溫渺甚至已經想好,等錢還清,就找個時間和他認真談一次,如果談不攏,或許分開對彼此都好。
過了幾天,溫渺獨自去打疫苗,護士隨口說,“記得下周來打最后一針。”
溫渺一愣:“最后一針?國產疫苗不是要打五針嗎?”
護士抬頭,表情比她更疑惑:“你打的一直是進口疫苗啊!”
溫渺瞳孔微睜,怔怔望著護士,只依稀聽到護士向她解釋。
“進口的反應小,還能少挨幾針……小姑娘,你男朋友可是特意交代的,說給你用最好的。一千塊一針呢,他真是舍得……”
空氣突然變得安靜。
有些往事,就像一張被擱置多年的舊照片,當時只道是尋常,如今卻在猝不及防的回憶過后——忽然,浮現出清晰到刺目的細節。

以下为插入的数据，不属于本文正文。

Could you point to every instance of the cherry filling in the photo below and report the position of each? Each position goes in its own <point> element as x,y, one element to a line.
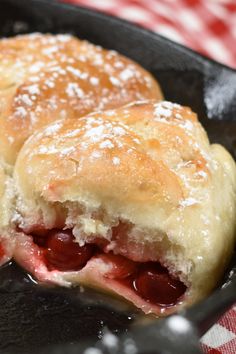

賀斯揚一直是這樣,什么也不說,只是默默地把最好的推到她面前。可她呢?她這個只會衡量得失、計算進退的膽小鬼,居然一直在心里悄悄排練著離開他的戲碼。
就連他們一起養的那只貓,又怎能叫“五百”?
它應該叫?
芊芊?
溫渺擦拭傷口的動作一頓。
一個模糊卻洶涌的念頭忽然擊中她,她懵懵懂懂地抬起頭。
可是,她的前方再也沒有他了。
……
“你今天興致不高啊。”在一家高檔日料店的包廂里,江潮忽然冒出一句。
賀斯揚從手機上抬起眼,淡淡地說,“我打心底里歡迎靜年的到來。”
凌銳的三個創始人之一,以雄辯聞名的法律系大才女許靜年也要來江城了。
她給出的說法是,北京總部已經發展成熟,要南下親自監督二位男士對江城分部的建設工作。
但只有江潮知道,看似風風火火的許鋼炮,藏著一個不為人知的心事。
“歡迎嗎?我看你根本是心不在焉。”
江潮認真觀察了一下賀斯揚,再次肯定地說,“從上個月回到江城的那一刻起,你就已經開始心不在焉。”
賀斯揚扣下手機,屏幕上的新聞頁面還亮著光,標題一行大字——“傳奇戰隊vex再次登上領獎臺,創造中國電競歷史!”